I was recently reminded of the Rocky movies when I was assigned some translation work related to the new sequel that’s coming out. Don’t ask me what it was, but I’ll tell you one thing: if I never hear the exchange at the end of the trailer again (Boxer: “What it that, from the 80s?” Rocky: “More like the 70s”), it’ll be too soon.
The Rocky movies have been great for their cheesy charm (sweet music), Rocky’s dogged determination and slurred speech (caused by Stallone’s own real-life speech impediment), and finding just the right mix of sports movie cliches to make them work. They inspire me (to the extent that I ever get inspired) in basically the same way as the awesome training scenes in Mike Tyson’s Punch Out. That’s why it was especially heartwarming to hear from Ask Yahoo! that there really was a Rocky:
Sylvester Stallone’s signature character was inspired by a real-life boxer named Chuck Wepner.
Wepner, who calls himself “The Real Rocky,” had been a professional pugilist for many years when he challenged Muhammad Ali for the heavyweight title in 1975. An ex-Marine, Wepner was asked before the fight if he thought he had a chance against the Greatest of All Time. Wepner allegedly answered, “I’ve been a survivor my whole life…if I survived the Marines, I can survive Ali.”
In fact, Wepner did more than just survive. In the ninth round, he actually introduced Ali to the canvas. Wepner eventually lost, but he was the only fighter to ever knock down Ali while Ali was the champ.
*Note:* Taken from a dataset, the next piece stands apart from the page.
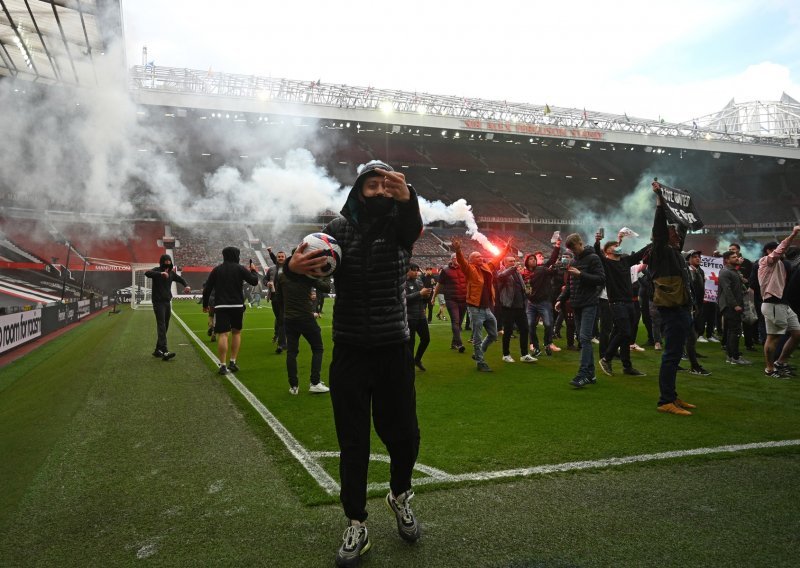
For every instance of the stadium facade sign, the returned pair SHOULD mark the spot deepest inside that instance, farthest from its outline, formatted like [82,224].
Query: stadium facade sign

Stallone watched the fight and soon went on to write “Rocky,” the story of a down-and-out boxer who gets his shot at the heavyweight title and goes the distance against a boisterous and beloved champion.
I’m sure, had I been old enough and cared about boxing, I’d probably be aware of that major event in Ali’s career. Still, it’s news to me. I don’t suppose the real Rocky went on to fight drug-addled supercommunists, though, did he?
So, that’s my message to the Democrats today: go the distance and see try not to lose by decision!